We also are funding the community organizations that are often on the steering committees or executive committees of these ballot measure campaigns. Because once we hopefully win these campaigns, the implementation really matters. I think of the Missouri ballot measure to expand Medicaid a few years ago. The legislature was able to significantly hamper the implementation of Medicaid expansion, which two thirds of voters supported in Missouri.
It’s important that we invest in both the organizations that are going to do the year round organizing [and] advocacy, plus the campaign which will run all of the TV ads, do all the digital work, and coordinate the entire campaigns. We are often funding two components of the ballot measure effort. One is the short term, [such as] ad buys. Another part of it is the community organizations that will then hopefully build their capacity by talking to voters about a wildly popular issue that enjoys bipartisan support.

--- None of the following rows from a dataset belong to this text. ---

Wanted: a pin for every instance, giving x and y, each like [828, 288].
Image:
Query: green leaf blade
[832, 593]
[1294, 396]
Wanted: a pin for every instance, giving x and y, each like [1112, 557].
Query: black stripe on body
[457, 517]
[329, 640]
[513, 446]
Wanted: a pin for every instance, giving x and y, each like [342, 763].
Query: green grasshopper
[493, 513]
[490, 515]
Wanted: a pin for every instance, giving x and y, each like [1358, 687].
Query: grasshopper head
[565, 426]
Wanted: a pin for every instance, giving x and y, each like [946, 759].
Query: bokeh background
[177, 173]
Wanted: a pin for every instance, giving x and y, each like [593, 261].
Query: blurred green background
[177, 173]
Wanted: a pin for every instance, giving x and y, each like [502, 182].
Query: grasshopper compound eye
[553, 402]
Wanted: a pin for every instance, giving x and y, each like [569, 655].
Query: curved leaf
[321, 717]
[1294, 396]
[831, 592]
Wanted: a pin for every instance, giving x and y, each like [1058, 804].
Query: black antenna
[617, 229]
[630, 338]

Lastly, is there anything else you would like to share?
Beth Huang: Trust is the key factor needed to turn out voters. Organizations can only move at the speed of trust that they have with community members. It’s very different to have a canvasser who reads off a script in the month of October versus a community leader who has volunteered for several election cycles, understands their community’s needs, [and] can speak directly to how voting in this election impacts their community needs. That’s why we are so interested in prioritizing funding for organizations with year-round programs for building a base and then are able to get to scale in their voter mobilization programs. It’s the trust that some of these organizations have that can be leveraged for these abortion access ballot measures; it’s the trust that allows a leader in a community to credibly say that your vote actually does matter—because people have been burned before.
We as funders can prioritize this type of nonpartisan program to build the long-term trust that is absolutely needed for our democracy [and] our health care system.